Differential privacy is an inherently interdisciplinary field, drawing researchers from a variety of academic communities including machine learning, statistics, security, theoretical computer science, databases, and law. The combined effort across a broad spectrum of computer science is essential for differential privacy to realize its full potential. To this end, this workshop aims to stimulate discussion among participants about both the state-of-the-art in differential privacy and the future challenges that must be addressed to make differential privacy more practical.
Specific topics of interest for the workshop include (but are not limited to):
Submissions: Authors are invited to submit a short abstract of new work or work published since July 2023 (the most recent TPDP submission deadline). Submissions must be 4 pages maximum, not including references. Submissions may also include appendices, but these are only read at reviewer's discretion. There is no prescribed style file, but authors should ensure a minimum of 1-inch margins and 10pt font. Submissions are not anonymized, and should include author names and affiliations.
Submissions will undergo a lightweight review process and will be judged on originality, relevance, interest, and clarity. Based on the volume of submissions to TPDP 2023 and the workshop's capacity constraints, we expect that the review process will be somewhat more competitive than in years past. Accepted abstracts will be presented at the workshop either as a talk or a poster.
The workshop will not have formal proceedings and is not intended to preclude later publication at another venue.
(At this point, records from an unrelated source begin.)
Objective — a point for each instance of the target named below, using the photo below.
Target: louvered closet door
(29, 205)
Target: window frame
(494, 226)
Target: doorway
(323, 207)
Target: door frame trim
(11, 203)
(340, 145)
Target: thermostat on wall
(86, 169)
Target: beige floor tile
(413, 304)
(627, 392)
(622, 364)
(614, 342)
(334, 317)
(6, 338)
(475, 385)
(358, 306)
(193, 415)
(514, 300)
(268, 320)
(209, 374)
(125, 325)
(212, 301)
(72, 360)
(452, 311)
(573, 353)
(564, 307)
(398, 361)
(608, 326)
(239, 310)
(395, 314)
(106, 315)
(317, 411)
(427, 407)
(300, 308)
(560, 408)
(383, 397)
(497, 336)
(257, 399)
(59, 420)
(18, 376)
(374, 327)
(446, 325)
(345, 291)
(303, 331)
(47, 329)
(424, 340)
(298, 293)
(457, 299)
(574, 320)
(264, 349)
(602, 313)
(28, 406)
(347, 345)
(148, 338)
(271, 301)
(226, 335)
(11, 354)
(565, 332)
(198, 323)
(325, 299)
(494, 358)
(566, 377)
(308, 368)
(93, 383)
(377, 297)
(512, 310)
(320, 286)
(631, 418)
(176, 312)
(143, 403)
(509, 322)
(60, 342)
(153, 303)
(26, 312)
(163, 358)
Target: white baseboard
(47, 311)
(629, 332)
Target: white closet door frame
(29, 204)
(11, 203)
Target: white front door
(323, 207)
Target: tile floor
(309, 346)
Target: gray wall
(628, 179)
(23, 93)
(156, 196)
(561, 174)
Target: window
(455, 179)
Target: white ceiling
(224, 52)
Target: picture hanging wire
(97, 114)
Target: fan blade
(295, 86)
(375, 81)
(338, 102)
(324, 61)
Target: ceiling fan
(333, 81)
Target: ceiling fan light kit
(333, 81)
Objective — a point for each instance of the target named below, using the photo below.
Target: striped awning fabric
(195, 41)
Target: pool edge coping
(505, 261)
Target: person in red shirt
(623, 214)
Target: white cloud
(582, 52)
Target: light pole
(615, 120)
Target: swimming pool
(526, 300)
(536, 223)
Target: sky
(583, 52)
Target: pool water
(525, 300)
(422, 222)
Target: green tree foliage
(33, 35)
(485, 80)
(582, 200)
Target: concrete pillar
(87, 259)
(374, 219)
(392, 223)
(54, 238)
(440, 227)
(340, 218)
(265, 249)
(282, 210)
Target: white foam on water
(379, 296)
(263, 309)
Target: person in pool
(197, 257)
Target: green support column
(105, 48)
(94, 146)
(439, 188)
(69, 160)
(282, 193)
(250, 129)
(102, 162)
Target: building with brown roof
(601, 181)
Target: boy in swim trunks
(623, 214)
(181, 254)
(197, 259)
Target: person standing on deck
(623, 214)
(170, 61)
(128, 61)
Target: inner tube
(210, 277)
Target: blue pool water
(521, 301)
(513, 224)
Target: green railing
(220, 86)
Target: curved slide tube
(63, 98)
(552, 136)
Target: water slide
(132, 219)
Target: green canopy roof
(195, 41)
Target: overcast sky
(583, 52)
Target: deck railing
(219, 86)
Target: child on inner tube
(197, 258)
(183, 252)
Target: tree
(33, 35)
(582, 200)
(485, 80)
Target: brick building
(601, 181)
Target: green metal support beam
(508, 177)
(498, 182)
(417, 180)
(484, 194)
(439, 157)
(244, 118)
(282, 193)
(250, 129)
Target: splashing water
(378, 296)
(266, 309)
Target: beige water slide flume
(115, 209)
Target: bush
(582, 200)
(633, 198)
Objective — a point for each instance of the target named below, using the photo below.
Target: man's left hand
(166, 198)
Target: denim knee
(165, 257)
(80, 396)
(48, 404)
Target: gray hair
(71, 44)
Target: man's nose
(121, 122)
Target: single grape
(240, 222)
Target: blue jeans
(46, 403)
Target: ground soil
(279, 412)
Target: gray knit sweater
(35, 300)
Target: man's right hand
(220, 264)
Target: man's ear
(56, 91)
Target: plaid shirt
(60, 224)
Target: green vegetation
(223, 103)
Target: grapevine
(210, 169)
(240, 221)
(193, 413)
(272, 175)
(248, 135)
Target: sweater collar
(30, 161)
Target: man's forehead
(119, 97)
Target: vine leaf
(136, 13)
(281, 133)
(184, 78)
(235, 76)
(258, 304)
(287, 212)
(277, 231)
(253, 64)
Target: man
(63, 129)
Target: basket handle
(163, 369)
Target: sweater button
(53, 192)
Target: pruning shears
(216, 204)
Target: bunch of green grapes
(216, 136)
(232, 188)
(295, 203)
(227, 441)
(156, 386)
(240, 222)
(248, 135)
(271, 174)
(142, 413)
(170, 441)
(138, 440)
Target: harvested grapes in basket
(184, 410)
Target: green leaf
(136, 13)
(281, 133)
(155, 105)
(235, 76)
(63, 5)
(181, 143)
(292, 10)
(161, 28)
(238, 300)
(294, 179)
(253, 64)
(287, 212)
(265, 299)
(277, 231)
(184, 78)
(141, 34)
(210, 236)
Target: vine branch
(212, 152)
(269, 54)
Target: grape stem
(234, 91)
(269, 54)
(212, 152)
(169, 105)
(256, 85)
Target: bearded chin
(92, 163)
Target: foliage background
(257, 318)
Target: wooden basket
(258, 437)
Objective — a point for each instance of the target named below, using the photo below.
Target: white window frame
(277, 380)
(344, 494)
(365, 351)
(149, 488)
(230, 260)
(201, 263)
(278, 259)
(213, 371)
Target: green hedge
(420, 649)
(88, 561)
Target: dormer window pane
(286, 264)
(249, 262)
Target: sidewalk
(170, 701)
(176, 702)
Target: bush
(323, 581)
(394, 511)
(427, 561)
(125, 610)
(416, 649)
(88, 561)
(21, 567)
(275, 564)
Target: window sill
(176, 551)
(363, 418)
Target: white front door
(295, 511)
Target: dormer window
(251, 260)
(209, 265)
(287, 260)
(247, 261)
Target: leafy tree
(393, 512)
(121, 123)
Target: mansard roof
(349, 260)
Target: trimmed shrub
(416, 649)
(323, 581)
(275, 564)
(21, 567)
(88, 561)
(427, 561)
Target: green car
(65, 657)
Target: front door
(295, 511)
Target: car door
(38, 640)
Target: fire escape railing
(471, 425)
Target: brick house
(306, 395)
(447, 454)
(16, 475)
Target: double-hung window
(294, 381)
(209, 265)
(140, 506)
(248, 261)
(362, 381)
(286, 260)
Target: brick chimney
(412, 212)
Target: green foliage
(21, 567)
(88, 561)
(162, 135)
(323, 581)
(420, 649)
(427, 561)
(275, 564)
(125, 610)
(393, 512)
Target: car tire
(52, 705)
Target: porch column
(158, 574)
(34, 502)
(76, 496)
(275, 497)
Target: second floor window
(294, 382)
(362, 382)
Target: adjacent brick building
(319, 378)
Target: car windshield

In-person attendance is encouraged, though authors of accepted abstracts who cannot attend in person will be invited to submit a short video to be linked on the TPDP website.
Selected papers from the workshop will be invited to submit a full version of their work for publication in a special issue of the Journal of Privacy and Confidentiality.
We are very grateful to our sponsors whose generosity has been critical to the continued success of the workshop. For information about sponsorship opportunities, please contact us at tpdp.chairs@gmail.com.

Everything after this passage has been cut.